As much as we love our kids, saying yes is just not always possible
I love my kids more than I could ever love anyone else or anything in this world but there are things I will do for them and things that I won’t do. Call me harsh but while my kids are just that “Kids” they are also at an age when they can be responsible and they also understand how the world works (or at least as much as they can.) This is why I won’t pander to their every demand and these are the things I won’t do for my kids.
- Give into their whining- Whining or moaning are a big no no in our house and no one gets what they want by whining. Sure you can have an off day but don’t expect to get a treat after dinner if you whined all afternoon.
- Make them meals after dinner- I make dinner every day, on the odd occasion we would have a treat takeaway but otherwise I cook. Not only do I cook to suit all the likes and dislikes I also bake during the week and I feel that is enough. Once the dinner is over I will not make my kid another meal if they didn’t eat their dinner, I will offer them bread or a yogurt but not another meal. Dinner time came and they chose to decline the food I made, so in that case it is tough luck I am afraid!

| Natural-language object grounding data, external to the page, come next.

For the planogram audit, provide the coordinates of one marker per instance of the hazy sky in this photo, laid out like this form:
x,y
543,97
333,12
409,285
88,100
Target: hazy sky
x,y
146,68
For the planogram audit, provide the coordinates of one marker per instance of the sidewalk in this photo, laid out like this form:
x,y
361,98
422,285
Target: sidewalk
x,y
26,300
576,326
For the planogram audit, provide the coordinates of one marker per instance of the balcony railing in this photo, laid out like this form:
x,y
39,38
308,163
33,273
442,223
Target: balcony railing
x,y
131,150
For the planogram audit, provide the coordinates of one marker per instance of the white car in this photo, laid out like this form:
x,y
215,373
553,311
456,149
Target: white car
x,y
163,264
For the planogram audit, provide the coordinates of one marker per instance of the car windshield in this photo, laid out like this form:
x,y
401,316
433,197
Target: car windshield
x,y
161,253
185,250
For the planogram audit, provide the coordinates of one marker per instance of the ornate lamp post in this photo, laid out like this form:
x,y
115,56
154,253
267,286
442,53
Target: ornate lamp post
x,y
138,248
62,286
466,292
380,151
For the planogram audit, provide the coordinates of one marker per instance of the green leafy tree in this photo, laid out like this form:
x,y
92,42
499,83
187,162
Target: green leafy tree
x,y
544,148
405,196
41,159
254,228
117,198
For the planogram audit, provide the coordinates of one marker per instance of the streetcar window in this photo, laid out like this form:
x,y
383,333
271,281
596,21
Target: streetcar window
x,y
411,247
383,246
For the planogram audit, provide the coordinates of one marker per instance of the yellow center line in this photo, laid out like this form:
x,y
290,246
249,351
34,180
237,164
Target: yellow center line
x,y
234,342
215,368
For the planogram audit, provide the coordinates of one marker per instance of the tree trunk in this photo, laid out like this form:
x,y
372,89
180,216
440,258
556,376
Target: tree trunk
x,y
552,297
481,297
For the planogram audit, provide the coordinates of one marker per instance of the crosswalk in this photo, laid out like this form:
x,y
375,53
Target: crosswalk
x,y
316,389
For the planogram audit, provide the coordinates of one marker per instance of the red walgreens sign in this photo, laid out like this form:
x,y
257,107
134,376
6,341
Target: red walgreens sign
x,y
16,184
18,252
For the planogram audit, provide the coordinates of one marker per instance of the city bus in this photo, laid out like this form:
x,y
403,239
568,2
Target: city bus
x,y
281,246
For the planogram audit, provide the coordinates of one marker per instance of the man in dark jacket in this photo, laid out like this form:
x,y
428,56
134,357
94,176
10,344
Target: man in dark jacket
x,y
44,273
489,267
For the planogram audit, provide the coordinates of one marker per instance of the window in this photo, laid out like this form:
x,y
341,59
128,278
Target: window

- Let them do as they like- Kids don’t like hearing no but I for one think it is vital for kids to know they can’t have it their way all the time. I won’t let my teenager hang around the town, I won’t let my youngster go into people’s houses if I don’t know the parents. I feel kids need boundaries and I for one am going to hold them up for as long as I possibly can.
- Replace expensive toys or gadgets- If my kid gets a gift at Christmas and then promptly loses it or damages I will not replace it for them. It can go on to the “wanted list” and maybe in the future they will get it, but I am not going out and spending my money on something they didn’t take the care to mind properly.
- Buy them everything they want- I don’t care if every kid in my child’s class has a phone or that my teenage daughter’s friends all have a certain type of jumper. I believe kids should earn things too, behave well for a few weeks, save up some money to put towards the item and I will meet them half way but I am not throwing money out at everything you desire because next week there will be something else on the list.
- Lie for them- I believe that children need to know that honesty is pivotal in life and it is the best way to treat others with trust and compassion. Lying for your child (however silly it may be) isn’t going to teach them how to be honest.